The skin on Sharan Bryson's leg was black from lack of circulation. She felt nothing but a sharp, stabbing pain. The leg was dead, and her best option was amputation. Bryson bounced back and put her hard work to the test by running a 5K.
Chase Tiemann has had numerous surgeries in his young life, including the amputation of his left arm. The Omaha boy has a condition that causes tumors — sometimes benign, sometimes cancerous — to form on his body. To boost his spirits after amputation, the Papillion Fire Department named Chase an honorary firefighter.
Wesley Woods battled heart disease for 20 years. He'd racked up nine heart attacks, multiple surgeries and one heart transplant. He was tired of hospitals. Tired of chest pain. Tired of feeling tired. Woods was lucky — he received a second transplant.
Urmi Basu was set to walk across the stage to receive her doctorate. But five days before the ceremony, the then-30-year-old suffered a major stroke. It left her paralyzed on her right side and struggling to speak.
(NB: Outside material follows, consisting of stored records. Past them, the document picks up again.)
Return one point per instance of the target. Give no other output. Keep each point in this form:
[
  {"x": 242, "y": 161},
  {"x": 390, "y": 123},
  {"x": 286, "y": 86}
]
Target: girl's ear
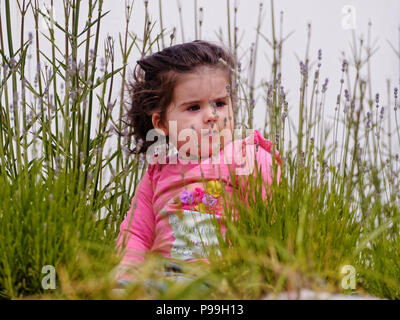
[{"x": 157, "y": 124}]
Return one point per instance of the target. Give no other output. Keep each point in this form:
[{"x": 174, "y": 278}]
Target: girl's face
[{"x": 201, "y": 109}]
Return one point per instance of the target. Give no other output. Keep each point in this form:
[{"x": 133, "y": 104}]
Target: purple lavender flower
[
  {"x": 209, "y": 200},
  {"x": 186, "y": 197}
]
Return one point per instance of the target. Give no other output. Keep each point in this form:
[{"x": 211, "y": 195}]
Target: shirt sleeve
[{"x": 137, "y": 229}]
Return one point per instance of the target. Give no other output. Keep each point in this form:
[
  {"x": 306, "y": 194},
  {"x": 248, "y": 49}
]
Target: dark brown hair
[{"x": 154, "y": 78}]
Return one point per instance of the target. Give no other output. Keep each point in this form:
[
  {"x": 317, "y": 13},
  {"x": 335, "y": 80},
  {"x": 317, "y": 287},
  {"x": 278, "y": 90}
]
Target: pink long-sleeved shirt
[{"x": 173, "y": 205}]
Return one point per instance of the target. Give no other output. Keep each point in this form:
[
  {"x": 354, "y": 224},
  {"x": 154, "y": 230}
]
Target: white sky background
[{"x": 327, "y": 34}]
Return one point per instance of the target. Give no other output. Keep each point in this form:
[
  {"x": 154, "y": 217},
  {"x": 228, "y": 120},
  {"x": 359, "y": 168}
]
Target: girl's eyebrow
[{"x": 198, "y": 101}]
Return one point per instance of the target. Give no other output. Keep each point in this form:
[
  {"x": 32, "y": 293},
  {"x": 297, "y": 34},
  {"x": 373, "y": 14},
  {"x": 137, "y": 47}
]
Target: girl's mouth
[{"x": 210, "y": 133}]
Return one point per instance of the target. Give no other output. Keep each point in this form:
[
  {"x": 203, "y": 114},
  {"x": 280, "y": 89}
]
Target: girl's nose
[{"x": 210, "y": 114}]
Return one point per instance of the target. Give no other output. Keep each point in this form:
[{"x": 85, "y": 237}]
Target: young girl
[{"x": 179, "y": 90}]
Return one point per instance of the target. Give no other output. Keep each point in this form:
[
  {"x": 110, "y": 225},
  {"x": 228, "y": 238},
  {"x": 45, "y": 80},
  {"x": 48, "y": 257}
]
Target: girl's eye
[{"x": 194, "y": 108}]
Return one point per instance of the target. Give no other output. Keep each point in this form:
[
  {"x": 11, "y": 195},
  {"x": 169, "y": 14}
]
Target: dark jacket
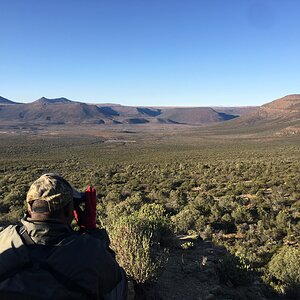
[{"x": 61, "y": 264}]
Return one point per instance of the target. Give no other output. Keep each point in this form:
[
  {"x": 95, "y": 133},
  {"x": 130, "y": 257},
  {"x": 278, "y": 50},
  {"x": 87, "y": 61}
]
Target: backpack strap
[
  {"x": 25, "y": 236},
  {"x": 68, "y": 283}
]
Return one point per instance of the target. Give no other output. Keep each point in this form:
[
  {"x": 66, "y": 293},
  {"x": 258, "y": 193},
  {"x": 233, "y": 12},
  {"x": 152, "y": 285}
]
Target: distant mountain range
[
  {"x": 64, "y": 111},
  {"x": 281, "y": 115}
]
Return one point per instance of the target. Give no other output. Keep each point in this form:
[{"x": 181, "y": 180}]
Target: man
[{"x": 45, "y": 259}]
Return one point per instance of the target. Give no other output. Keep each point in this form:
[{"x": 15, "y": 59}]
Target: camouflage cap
[{"x": 51, "y": 188}]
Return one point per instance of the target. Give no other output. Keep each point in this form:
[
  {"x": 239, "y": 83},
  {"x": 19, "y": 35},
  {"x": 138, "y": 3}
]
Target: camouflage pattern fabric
[{"x": 51, "y": 188}]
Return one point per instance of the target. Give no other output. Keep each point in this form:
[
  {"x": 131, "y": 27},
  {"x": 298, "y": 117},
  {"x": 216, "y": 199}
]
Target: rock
[
  {"x": 131, "y": 292},
  {"x": 210, "y": 297},
  {"x": 216, "y": 290}
]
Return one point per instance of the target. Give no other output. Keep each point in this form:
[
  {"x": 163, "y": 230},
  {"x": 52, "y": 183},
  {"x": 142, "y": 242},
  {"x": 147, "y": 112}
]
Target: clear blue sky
[{"x": 150, "y": 52}]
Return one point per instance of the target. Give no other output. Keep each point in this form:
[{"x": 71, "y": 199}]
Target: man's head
[{"x": 50, "y": 197}]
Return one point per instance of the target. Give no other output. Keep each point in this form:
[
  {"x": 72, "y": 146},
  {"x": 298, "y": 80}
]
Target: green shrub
[
  {"x": 284, "y": 269},
  {"x": 133, "y": 244}
]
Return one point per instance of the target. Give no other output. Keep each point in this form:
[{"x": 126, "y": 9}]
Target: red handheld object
[{"x": 86, "y": 219}]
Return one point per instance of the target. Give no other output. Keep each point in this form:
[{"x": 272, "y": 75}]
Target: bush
[
  {"x": 133, "y": 244},
  {"x": 284, "y": 270}
]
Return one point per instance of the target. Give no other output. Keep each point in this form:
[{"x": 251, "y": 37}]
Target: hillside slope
[
  {"x": 6, "y": 101},
  {"x": 46, "y": 111},
  {"x": 279, "y": 117}
]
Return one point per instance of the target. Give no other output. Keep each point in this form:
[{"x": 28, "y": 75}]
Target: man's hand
[{"x": 86, "y": 219}]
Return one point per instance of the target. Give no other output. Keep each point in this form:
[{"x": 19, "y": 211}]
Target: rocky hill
[
  {"x": 64, "y": 111},
  {"x": 281, "y": 116},
  {"x": 6, "y": 101}
]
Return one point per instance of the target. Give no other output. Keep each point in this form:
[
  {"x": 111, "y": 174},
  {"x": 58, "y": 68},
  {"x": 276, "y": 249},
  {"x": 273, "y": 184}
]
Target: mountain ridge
[{"x": 64, "y": 111}]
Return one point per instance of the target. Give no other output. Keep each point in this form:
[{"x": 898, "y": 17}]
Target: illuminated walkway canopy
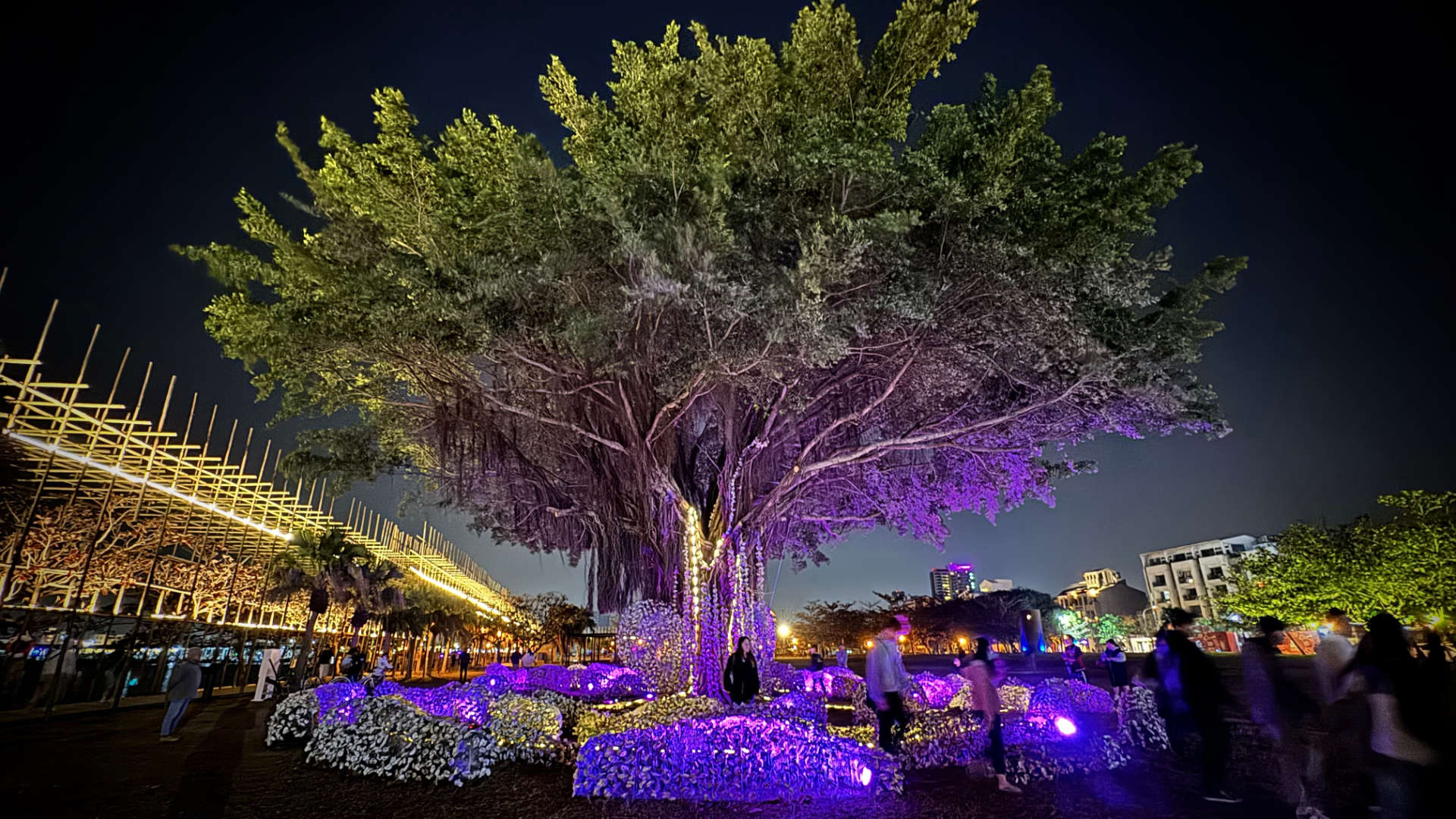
[{"x": 201, "y": 480}]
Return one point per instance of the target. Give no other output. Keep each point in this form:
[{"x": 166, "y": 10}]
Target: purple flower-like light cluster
[
  {"x": 938, "y": 691},
  {"x": 734, "y": 758}
]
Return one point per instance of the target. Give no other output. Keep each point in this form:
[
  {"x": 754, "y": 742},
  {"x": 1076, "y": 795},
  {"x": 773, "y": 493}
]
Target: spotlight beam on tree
[{"x": 748, "y": 316}]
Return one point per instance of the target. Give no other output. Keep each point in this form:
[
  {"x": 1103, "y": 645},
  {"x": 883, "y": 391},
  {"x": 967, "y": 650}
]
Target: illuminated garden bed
[{"x": 698, "y": 748}]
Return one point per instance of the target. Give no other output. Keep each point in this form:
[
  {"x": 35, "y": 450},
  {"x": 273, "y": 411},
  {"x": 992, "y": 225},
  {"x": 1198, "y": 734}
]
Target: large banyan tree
[{"x": 748, "y": 315}]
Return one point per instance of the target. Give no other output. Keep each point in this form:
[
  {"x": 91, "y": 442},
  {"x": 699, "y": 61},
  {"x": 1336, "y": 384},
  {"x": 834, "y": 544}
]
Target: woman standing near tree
[
  {"x": 982, "y": 673},
  {"x": 742, "y": 673},
  {"x": 1116, "y": 662}
]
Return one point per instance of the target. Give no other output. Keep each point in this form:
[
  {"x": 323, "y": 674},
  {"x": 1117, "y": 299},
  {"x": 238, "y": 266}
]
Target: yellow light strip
[
  {"x": 476, "y": 602},
  {"x": 147, "y": 483}
]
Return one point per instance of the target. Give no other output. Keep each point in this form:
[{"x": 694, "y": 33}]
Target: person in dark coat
[
  {"x": 187, "y": 678},
  {"x": 1279, "y": 708},
  {"x": 742, "y": 673},
  {"x": 1196, "y": 695}
]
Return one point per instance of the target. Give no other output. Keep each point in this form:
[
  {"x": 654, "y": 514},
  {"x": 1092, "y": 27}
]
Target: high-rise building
[
  {"x": 956, "y": 580},
  {"x": 1188, "y": 576}
]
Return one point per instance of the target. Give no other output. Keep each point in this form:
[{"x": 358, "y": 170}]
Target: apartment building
[
  {"x": 956, "y": 580},
  {"x": 1188, "y": 576},
  {"x": 1101, "y": 591}
]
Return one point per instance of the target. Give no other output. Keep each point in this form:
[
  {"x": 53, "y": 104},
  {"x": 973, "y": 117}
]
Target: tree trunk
[
  {"x": 300, "y": 664},
  {"x": 720, "y": 598}
]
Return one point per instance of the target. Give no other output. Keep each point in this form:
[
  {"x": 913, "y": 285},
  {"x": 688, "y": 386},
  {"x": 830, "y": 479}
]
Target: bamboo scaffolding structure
[{"x": 107, "y": 453}]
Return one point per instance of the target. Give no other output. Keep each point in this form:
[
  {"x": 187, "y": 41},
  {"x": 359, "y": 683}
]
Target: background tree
[
  {"x": 750, "y": 316},
  {"x": 827, "y": 624},
  {"x": 565, "y": 623},
  {"x": 1071, "y": 624},
  {"x": 1404, "y": 566},
  {"x": 321, "y": 566},
  {"x": 373, "y": 592},
  {"x": 529, "y": 627},
  {"x": 1110, "y": 627}
]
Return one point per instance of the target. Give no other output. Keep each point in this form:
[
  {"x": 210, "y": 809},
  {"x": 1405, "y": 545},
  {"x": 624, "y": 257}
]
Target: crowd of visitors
[{"x": 1379, "y": 716}]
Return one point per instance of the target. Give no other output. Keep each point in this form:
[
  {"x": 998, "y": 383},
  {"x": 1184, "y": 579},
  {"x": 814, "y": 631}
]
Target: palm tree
[
  {"x": 373, "y": 595},
  {"x": 324, "y": 567}
]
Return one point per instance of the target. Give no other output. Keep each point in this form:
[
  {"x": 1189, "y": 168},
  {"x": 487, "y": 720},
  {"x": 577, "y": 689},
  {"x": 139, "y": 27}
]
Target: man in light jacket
[
  {"x": 187, "y": 678},
  {"x": 887, "y": 679}
]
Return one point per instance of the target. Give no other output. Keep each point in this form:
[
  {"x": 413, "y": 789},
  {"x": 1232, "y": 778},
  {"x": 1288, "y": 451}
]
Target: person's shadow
[{"x": 207, "y": 776}]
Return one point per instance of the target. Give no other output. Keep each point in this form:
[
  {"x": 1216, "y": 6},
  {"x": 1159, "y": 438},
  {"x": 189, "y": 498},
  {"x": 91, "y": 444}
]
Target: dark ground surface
[{"x": 114, "y": 767}]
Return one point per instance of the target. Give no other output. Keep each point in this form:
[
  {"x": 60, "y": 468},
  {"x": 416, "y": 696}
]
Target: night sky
[{"x": 1324, "y": 162}]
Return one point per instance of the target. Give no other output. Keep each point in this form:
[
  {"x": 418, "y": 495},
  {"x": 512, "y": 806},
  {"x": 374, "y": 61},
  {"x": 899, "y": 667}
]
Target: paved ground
[{"x": 114, "y": 767}]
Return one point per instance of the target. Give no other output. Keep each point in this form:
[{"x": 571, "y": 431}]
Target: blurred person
[
  {"x": 187, "y": 678},
  {"x": 1332, "y": 656},
  {"x": 1196, "y": 700},
  {"x": 1116, "y": 662},
  {"x": 742, "y": 673},
  {"x": 1401, "y": 710},
  {"x": 1072, "y": 657},
  {"x": 887, "y": 681},
  {"x": 327, "y": 664},
  {"x": 982, "y": 672},
  {"x": 1279, "y": 708}
]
After three years of intense rehab, she returned the the University of Nebraska Medical Center for graduation.
Amber Kudrna wasn't sure she'd be able to have a child of her own. After two kidney transplants, doctors gave the Omaha woman a laundry list of potential pregnancy complications. Kudrna and husband Adam weighed their options and, in September 2018, welcomed a baby boy.
Sue Venteicher started what would be the largest single-hospital living-donor kidney transplant chain in Nebraska history. Nine living donors gave kidneys to nine recipients at the Nebraska Medical Center.
Joe Nolan couldn't take his son James' pain away. But he could find a way to share it. Nolan got a tattoo that arched across his head, just like his son's scar. James was born with a handful of ailments, including one that regularly requires his skull to be reshaped.
Dr. Jennifer Harney used to eat pizza sans meat or cheese. She couldn't add milk to her coffee. She had to choke down a shakelike formula to supplement her diet. She was diagnosed with a rare, genetic condition after birth. But thanks to a new therapy, she's been able to eat things she never thought possible.